Llámame por tu nombre

Crítica de Andrés Brandariz - Cinemarama

Oda al amor efímero

La mayor ambición del cine es la eternidad. Atrapando fragmentos de tiempo, anhelamos capturar nuestras impresiones del mundo para poder evocarlas más allá de los límites de la memoria. No en vano, el agua en movimiento es un motivo visual recurrente en Llámame por tu nombre: siempre agua, siempre distinta; fluyendo para no estancarse, repitiéndose de forma interminable. Es en ese encuentro misterioso entre la permanencia y el cambio que se encuentran esos amores breves que nos acompañan toda la vida. “Blessed be the mystery of love” (bendito sea el misterio del amor), canta Sufjan Stevens en uno de los temas de la banda de sonido. Es este misterio inabarcable el que la película aborda con impresionista sensualidad.

Situada en 1983, la película nos presenta a Elio, un joven de diecisiete años que pasa un bucólico verano en un casa de campo ubicada en el norte de Italia con sus padres. La temporada se hace larga y, entre lecturas musicales y literarias, Elio esquiva el aburrimiento. La aparición de Oliver (Armie Hammer), un atractivo pasante norteamericano que viene a colaborar en las investigaciones arqueológicas de su padre, cambiará el curso de las cosas. La actitud petulante e impertinente del invitado no tarda en despertar la antipatía de Elio. Pero debajo de esta actitud se esconde un interés que dará pie a un idilio estival envuelto en música disco, cielos azules e interminables recorridos en bicicleta bajo el sol de un verano que transcurre a paso lento, pero imposible de detener.

Película hipster y tan burguesa como sus personajes (los sirvientes de la casa no cumplen prácticamente ninguna función en la trama, reducidos a una mínima interacción con las protagonistas), Llámame por tu nombre muestra la misma confianza en su relato que la que exhibe el personaje de Armie Hammer a la hora de seducir al joven Elio.
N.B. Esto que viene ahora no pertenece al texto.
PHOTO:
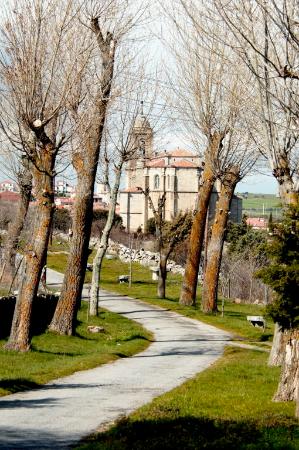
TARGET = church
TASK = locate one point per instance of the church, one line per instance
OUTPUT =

A sabiendas de que la narración podría resultar banal y anecdótica si la puesta en escena resultara poco subyugante, Luca Guadagnino le da un lugar privilegiado a la experiencia sensorial: Llámame por tu nombre es una de esas películas que, a través de lo visual y lo sonoro, apelan al olfato, al tacto y al gusto. Es así como todo su universo cobra vida.

No ocupa un lugar menor en la efectividad de la película la contundencia de sus interpretaciones. Timothée Chalamet encarna a Elio con tanta facilidad que su inmensa tarea casi pasa desapercibida: la asimilación a su personaje es completa. Pero lo más feliz del asunto resulta que, luego de que Hollywood intentara infructuosamente establecerlo como figura masculina de primera línea, Armie Hammer encuentra aquí un espacio para su lucimiento. En una película que retrata todos los cuerpos que la habitan con el mismo afán de belleza que Praxíteles consiguiera con sus esculturas, el intérprete norteamericano ofrece toda su fotogenia y convicción. La comparación con las obras del artista griego no es gratuita: la escultura, que comparte con el cine la posbilidad de eternizar el cuerpo, es un elemento presente en varias escenas.

Oliver resulta ser un personaje complejo y ambiguo: más de lo que parece en una primera instancia, y más de lo que la película pretende. Llaman la atención algunas actitudes del personaje en las que exhibe un exceso de fuerza física y una actitud avasallante en el trato hacia Elio, que responden a un concepto de la seducción y el romance que, actualmente, resulta problemático.

Eventualmente, la película desarma al personaje de Hammer y lo convierte en un hombre mucho menos decidido que aquel en que se está convirtiendo Elio, que encuentra en ese amor el autodescubrimiento. No sería justo dejar de mencionar, en relación con este arco de transformación, el memorable monólogo que pronuncia el personaje de Michael Stuhlbarg. La película entera se contiene en esta escena, una apasionada exaltación a aprovechar el tiempo presente a pesar del dolor que nos pueda suponer. A diferencia de las estatuas, inmovilizadas en su belleza, el tiempo de los hombres es limitado, condicionado por la muerte y el olvido. Por suerte, para vencer al tiempo tenemos al cine, en el que Guadagnino talla este fresco de impresiones y recuerdos: para mantener con vida ese primer amor que, como el agua del río, se nos escapa para permanecer.